A mystery story, a fantasy story, a slice-of-life story, a coming-of-age story, a period drama: A Gift for a Ghost is all these things jumbled up continually to turn you into a literary detective sifting through scenes for clues. Borja González uses a lot of black ink to design his pages, with stillness and watchfulness creating an atmosphere heavy with anticipation. Seven girls feature, three in 2016 and four in 1856. His young protagonists are all struggling with their potential futures. What are they going to be and how are their lives going to unfold?

The 19th century Teresa is a proto-goth, her head filled with ideas for poems about vampires, ghosts and flames, rather than becoming the ideal wife for the son of another aristocratic family. 21st century girls Gloria, Laura, and Cristina, have a few musical instruments and decide they want to start a punk band. They call themselves The Black Holes, but making songs takes second place to hanging out, dressing up and deciding who plays what. As they experiment with different ways of expressing themselves, trying on ideas, outfits and personas that might take them where they want to go, the girls from two different eras cross paths.

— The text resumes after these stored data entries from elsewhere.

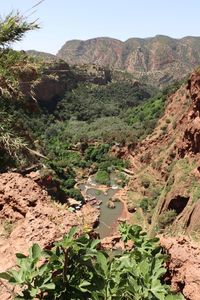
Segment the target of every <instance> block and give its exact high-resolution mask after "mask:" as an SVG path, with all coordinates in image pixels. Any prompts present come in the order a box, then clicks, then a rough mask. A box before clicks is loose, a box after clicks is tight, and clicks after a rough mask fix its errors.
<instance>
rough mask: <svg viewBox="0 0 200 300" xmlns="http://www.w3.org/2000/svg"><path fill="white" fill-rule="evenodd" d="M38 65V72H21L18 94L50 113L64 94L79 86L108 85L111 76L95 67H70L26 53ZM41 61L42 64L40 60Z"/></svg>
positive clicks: (31, 52)
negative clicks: (36, 63)
mask: <svg viewBox="0 0 200 300" xmlns="http://www.w3.org/2000/svg"><path fill="white" fill-rule="evenodd" d="M28 54H29V55H33V56H36V57H38V58H40V59H42V61H41V62H40V60H39V62H40V64H41V66H40V70H39V71H38V70H36V69H33V68H32V69H31V68H29V67H27V68H24V70H23V72H21V75H20V78H19V85H20V90H21V92H22V94H23V95H24V96H25V97H26V99H27V100H32V99H34V100H35V101H36V102H38V103H39V104H40V105H41V106H44V107H46V108H47V109H48V110H49V111H53V110H54V108H55V107H56V104H57V103H58V101H59V100H60V99H61V98H62V97H63V96H64V94H65V92H66V91H68V90H71V89H72V88H74V87H76V86H77V84H79V83H81V82H91V83H94V84H99V85H103V84H107V83H108V82H110V81H111V72H110V71H109V70H108V69H107V68H103V67H100V66H95V65H82V66H73V67H70V66H69V65H68V64H67V63H66V62H65V61H63V60H61V59H59V58H57V57H56V56H53V55H48V54H47V53H40V52H37V51H29V52H28ZM44 59H45V60H44Z"/></svg>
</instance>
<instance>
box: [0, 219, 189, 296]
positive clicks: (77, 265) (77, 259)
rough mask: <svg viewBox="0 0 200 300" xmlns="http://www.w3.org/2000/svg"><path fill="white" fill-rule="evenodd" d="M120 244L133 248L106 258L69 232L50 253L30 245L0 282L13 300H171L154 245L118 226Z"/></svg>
mask: <svg viewBox="0 0 200 300" xmlns="http://www.w3.org/2000/svg"><path fill="white" fill-rule="evenodd" d="M120 230H121V233H122V238H123V240H124V241H128V240H132V241H133V242H134V248H133V249H131V250H129V251H125V252H124V253H122V254H121V255H116V256H114V257H110V256H109V255H108V253H106V252H105V251H103V250H99V249H98V248H99V243H100V241H99V240H94V239H90V237H89V235H88V234H83V235H81V236H79V237H77V228H72V229H71V230H70V232H69V233H68V234H67V235H66V236H65V237H64V238H63V240H62V241H59V242H57V243H55V245H54V247H53V248H52V249H51V250H41V249H40V247H39V246H38V245H37V244H34V245H33V246H32V247H31V248H30V250H29V255H28V256H25V255H23V254H19V253H18V254H17V255H16V256H17V265H18V269H16V270H10V271H8V272H4V273H0V278H2V279H6V280H8V281H9V282H10V283H13V284H15V285H18V286H19V287H20V288H21V293H19V295H17V296H16V298H15V299H49V300H50V299H52V300H53V299H61V300H64V299H71V300H72V299H74V300H75V299H76V300H82V299H94V300H97V299H102V300H121V299H122V300H123V299H124V300H125V299H135V300H141V299H142V300H156V299H158V300H162V299H163V300H164V299H167V300H173V299H177V300H178V299H183V297H182V296H180V295H173V294H172V293H171V292H170V289H169V287H168V286H167V285H165V284H162V282H161V278H162V277H163V275H164V274H165V273H166V269H165V268H164V261H165V259H166V256H165V255H163V254H162V252H161V248H160V247H159V244H158V239H148V238H147V236H146V234H145V233H143V232H142V230H141V228H140V227H139V226H130V225H126V224H123V225H121V228H120Z"/></svg>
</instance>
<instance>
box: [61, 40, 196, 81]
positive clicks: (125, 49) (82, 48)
mask: <svg viewBox="0 0 200 300" xmlns="http://www.w3.org/2000/svg"><path fill="white" fill-rule="evenodd" d="M57 56H58V57H59V58H61V59H63V60H65V61H66V62H67V63H69V64H88V63H89V64H91V63H94V64H99V65H101V66H107V67H109V68H115V69H120V70H123V71H126V72H128V73H131V74H133V75H134V77H136V78H137V79H140V80H144V81H145V82H148V83H150V84H152V85H157V86H164V85H165V86H166V85H167V84H169V83H171V82H173V81H174V80H179V79H182V78H183V77H185V76H187V75H188V74H189V73H190V72H191V71H192V70H193V69H194V68H195V67H197V66H198V65H199V64H200V38H199V37H190V36H188V37H184V38H182V39H173V38H170V37H168V36H161V35H158V36H155V37H152V38H144V39H140V38H130V39H128V40H127V41H125V42H122V41H120V40H116V39H112V38H107V37H106V38H104V37H101V38H94V39H90V40H86V41H81V40H72V41H68V42H66V43H65V44H64V45H63V47H62V48H61V49H60V50H59V51H58V54H57Z"/></svg>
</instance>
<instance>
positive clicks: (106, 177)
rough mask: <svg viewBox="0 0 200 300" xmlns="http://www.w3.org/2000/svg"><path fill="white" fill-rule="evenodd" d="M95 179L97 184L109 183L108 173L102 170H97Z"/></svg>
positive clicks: (109, 177) (109, 184) (108, 176)
mask: <svg viewBox="0 0 200 300" xmlns="http://www.w3.org/2000/svg"><path fill="white" fill-rule="evenodd" d="M95 181H96V182H97V183H99V184H104V185H108V186H109V185H110V175H109V173H108V172H106V171H104V170H99V171H97V173H96V175H95Z"/></svg>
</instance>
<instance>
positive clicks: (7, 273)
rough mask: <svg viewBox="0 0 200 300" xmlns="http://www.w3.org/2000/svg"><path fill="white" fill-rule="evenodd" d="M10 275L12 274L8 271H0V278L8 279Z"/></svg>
mask: <svg viewBox="0 0 200 300" xmlns="http://www.w3.org/2000/svg"><path fill="white" fill-rule="evenodd" d="M11 277H12V276H11V275H10V274H9V273H8V272H2V273H0V278H2V279H6V280H10V279H11Z"/></svg>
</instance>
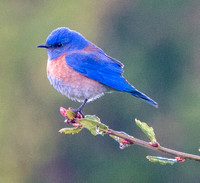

A Gift for a Ghost begins in 1896. In a grove of trees by a lake, Teresa encounters a skeletal figure crying by a small lake. “Are you dead?” she asks. “Well, the truth is, I don’t know,” the figure replies. They have a little conversation and then the skeleton says “Hey, I really like your costume.” “Costume? What costume?” says Teresa. But the figure has vanished. The disjointed, ambiguous conversation, the beautifully observed moody landscapes and the mix of Regency with mundane modernity through a gothic filter has a lot in common with the work of Mike Mignola. But rather than Jack Kirby and Frank Frazetta’s muscular monsters, the underlying sensibility in these shadowy spaces is Sofia Coppola’s atemporal film Marie Antoinette and her equally dreamy and oblique The Virgin Suicides.

González draws all characters without eyes, noses or mouths and with simplified, exaggerated bodies. It’s a striking visual effect that helps to create elegantly dramatic compositions. It also makes it very difficult at first to tell one character from another or distinguish just how the time periods overlap, especially as one of the modern girls loves dressing up in outré costumes from any year that appeals to her. The blank faces could be a very annoying effect, forcing you to infer everything from body language, dialogue and distinctive colour cues, but they create the strangeness and dislocation in settings that would otherwise feel very typical. The real trick is that there isn’t much of a trick to this mystery at all. The pieces fall into place by the last page, but if not, a second read-through will reveal how cleverly and simply this story works.